The Three Questions: Pyka
Welcome to the newest installment of The Three Questions - learn more about what T3Q is all about here.
What does Pyka do?
From the company:
Pyka is building the future of autonomous electric aircraft. They develop autonomous aircraft to provide people with an affordable and compelling alternative to ground transit using hyper-short takeoff and landing aircraft. Their planes utilize obstacle detection, path planning, custom motors and batteries, and autonomous control systems to navigate their environments and take off and land from almost anywhere. Today, they are serving the agriculture industry and are the first certified electric autonomous airplane flying commercially. They're located in Oakland, CA.
What do I, Dalton, like about Pyka?
Pyka is a company from the YC Summer 2017 batch. I interviewed them in May 2017, and while the team and high level idea are the same today, their actual market and company focus is far different.
Here is how they described themselves in their YC application:
This description is not accurate at explaining what the company currently does.
What impresses me the most about Pyka is they built a commercially viable business by thinking out of the box to find a novel (and non-obvious) first market.
Specifically, Pyka built a crop duster drone that is currently being used commercially for spraying crops of large farms in New Zealand :) Yes, you heard me right, they went from magical air taxis that could fly me to from SF to Oakland for five bucks on their YC application… to delivering live commercial flights in New Zealand.
In my opinion this is brilliant. To summarize some of my learnings as an investor: it’s hard for drone/aerospace companies to get regulatory approval in most markets and founders often have a hard time figuring out what the best first use case is. Thus a lot of drone startups stuck in some kind of multi-sided chicken-and-egg situation of waiting for regulatory approval, customer demand, and investor interest to keep everything going. The Pyka team figured out a way to bring their technology and expertise to market. Kudos to them for actually pulling this off.

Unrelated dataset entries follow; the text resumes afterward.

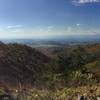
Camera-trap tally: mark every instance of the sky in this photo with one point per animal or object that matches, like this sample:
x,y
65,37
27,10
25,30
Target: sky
x,y
49,18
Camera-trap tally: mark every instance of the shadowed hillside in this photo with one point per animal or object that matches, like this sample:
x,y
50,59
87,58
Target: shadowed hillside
x,y
21,64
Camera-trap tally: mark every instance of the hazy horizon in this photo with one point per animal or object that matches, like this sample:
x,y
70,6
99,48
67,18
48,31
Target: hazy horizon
x,y
39,19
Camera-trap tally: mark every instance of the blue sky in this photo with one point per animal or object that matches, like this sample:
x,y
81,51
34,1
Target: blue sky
x,y
48,18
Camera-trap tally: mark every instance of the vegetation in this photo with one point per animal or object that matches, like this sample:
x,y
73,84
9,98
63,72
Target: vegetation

Why should people care about Pyka?
I think it’s safe to imagine that autonomous drones of some sort will be a common piece of future technology. The hard part is not to imagine that this future will happen, but rather to try to imagine why some particular startup (or large tech company) will be the company to actually do it. For those of us that lack imagination, and assume large balance sheet and regulatory sophistication are the most important assets a drone company could have, it would be easy to guess Amazon and Google will capture and dominate this market. Lacking imagination in this way is not very much fun.
Pyka, by virtue of having a launched commercially viable first market, is well positioned to break out of the chicken-and-egg situation drone startups can find themselves in. Pyka is well positioned to grow into a virtuous cycle where more commercial flights -> more data to improve hardware/software/expertise + revenue -> better designs to deploy to increasing market segments -> etc.
Because they have made it this far, and have a real company making real revenue and serving real customers with their autonomous electric aircraft technology, I think Pyka has a real shot at becoming a future market leader.